- Twin Sisters Location within the state of Texas Twin Sisters Twin Sisters (the United States)
- Coordinates: 30°00′10″N 98°24′19″W﻿ / ﻿30.00278°N 98.40528°W
- Country: United States
- State: Texas
- County: Blanco
- Elevation: 1,276 ft (389 m)
- Time zone: UTC-6 (Central (CST))
- • Summer (DST): UTC-5 (CDT)
- GNIS feature ID: 1379186

= Twin Sisters, Texas =

Twin Sisters is an unincorporated community in western Blanco County, Texas, United States. According to the Handbook of Texas, the community had a population of 78 in 2000.

==History==
The community was named for two nearby hills that form a visible landmark.

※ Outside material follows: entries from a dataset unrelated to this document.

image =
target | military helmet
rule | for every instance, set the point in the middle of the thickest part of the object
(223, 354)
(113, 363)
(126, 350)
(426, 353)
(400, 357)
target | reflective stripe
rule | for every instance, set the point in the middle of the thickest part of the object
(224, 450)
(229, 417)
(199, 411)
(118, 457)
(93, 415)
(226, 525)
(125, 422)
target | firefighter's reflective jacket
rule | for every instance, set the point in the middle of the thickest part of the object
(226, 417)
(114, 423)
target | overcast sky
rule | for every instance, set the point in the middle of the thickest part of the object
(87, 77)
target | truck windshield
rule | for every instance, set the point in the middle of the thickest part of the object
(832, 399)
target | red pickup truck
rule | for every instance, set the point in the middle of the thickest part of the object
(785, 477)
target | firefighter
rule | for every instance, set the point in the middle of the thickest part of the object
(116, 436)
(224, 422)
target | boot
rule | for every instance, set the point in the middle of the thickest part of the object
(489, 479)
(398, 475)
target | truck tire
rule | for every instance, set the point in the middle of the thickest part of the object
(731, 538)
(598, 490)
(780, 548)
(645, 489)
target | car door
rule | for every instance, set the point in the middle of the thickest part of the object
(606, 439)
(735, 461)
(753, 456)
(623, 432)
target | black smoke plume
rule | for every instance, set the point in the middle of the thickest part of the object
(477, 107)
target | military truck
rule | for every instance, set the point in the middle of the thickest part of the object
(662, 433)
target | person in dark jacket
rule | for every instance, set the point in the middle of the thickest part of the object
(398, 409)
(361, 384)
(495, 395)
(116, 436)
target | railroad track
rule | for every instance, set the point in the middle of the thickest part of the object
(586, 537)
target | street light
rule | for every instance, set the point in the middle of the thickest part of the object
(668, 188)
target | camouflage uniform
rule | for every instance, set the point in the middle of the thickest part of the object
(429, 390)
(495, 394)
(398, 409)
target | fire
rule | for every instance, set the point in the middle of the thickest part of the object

The area in what is known as Twin Sisters today was first settled by Joel Cherry, who moved to the area from Tennessee and settled on the Little Blanco Creek in 1854. More English and German settlers arrived soon after and became a prominent German settlement in the county by the late-1850s. A post office was established at Twin Sisters in 1856 and remained in operation until 1951 when it received its mail from Blanco. It became the first post office established in the county. It was suspended during the Civil War but resumed when the population continued to grow. The community had three general stores, a gristmill, and a cotton gin in 1890, with one of the stores being owned by Max Krueger, who moved to the area in 1875 and served as the first postmaster and justice of the peace. A dance hall and bowling alley were built in the community soon after and imported beer from St. Louis. He then opened a small brewery nearby, but it closed when he couldn't afford transportation and lacked cooling facilities. He closed the dance hall when it was plagued with shootouts and drunken brawls. A two-year drought caused farmers, ranchers, and even Krueger himself to leave the area. His oldest son, Willy, then returned to the area and bought back the post office and general store and operated them until the 1940s. The current economy centers around ranching and farming. The estimated population of Twin Sisters from 1970 through 2000 was seventy-eight.

==Geography==
Twin Sisters is located on the Little Blanco River and U.S. Highway 281, 7 mi south of Blanco in southernmost Blanco County. It is also located 21 mi south of Johnson City, 40 mi southeast of Fredericksburg, 34 mi west of San Marcos, and 40 mi north of San Antonio.

===Climate===
The climate in this area is characterized by hot, humid summers and generally mild to cool winters. According to the Köppen Climate Classification system, Twin Sisters has a humid subtropical climate, abbreviated "Cfa" on climate maps.

==Education==
Twin Sisters is served by the Blanco Independent School District.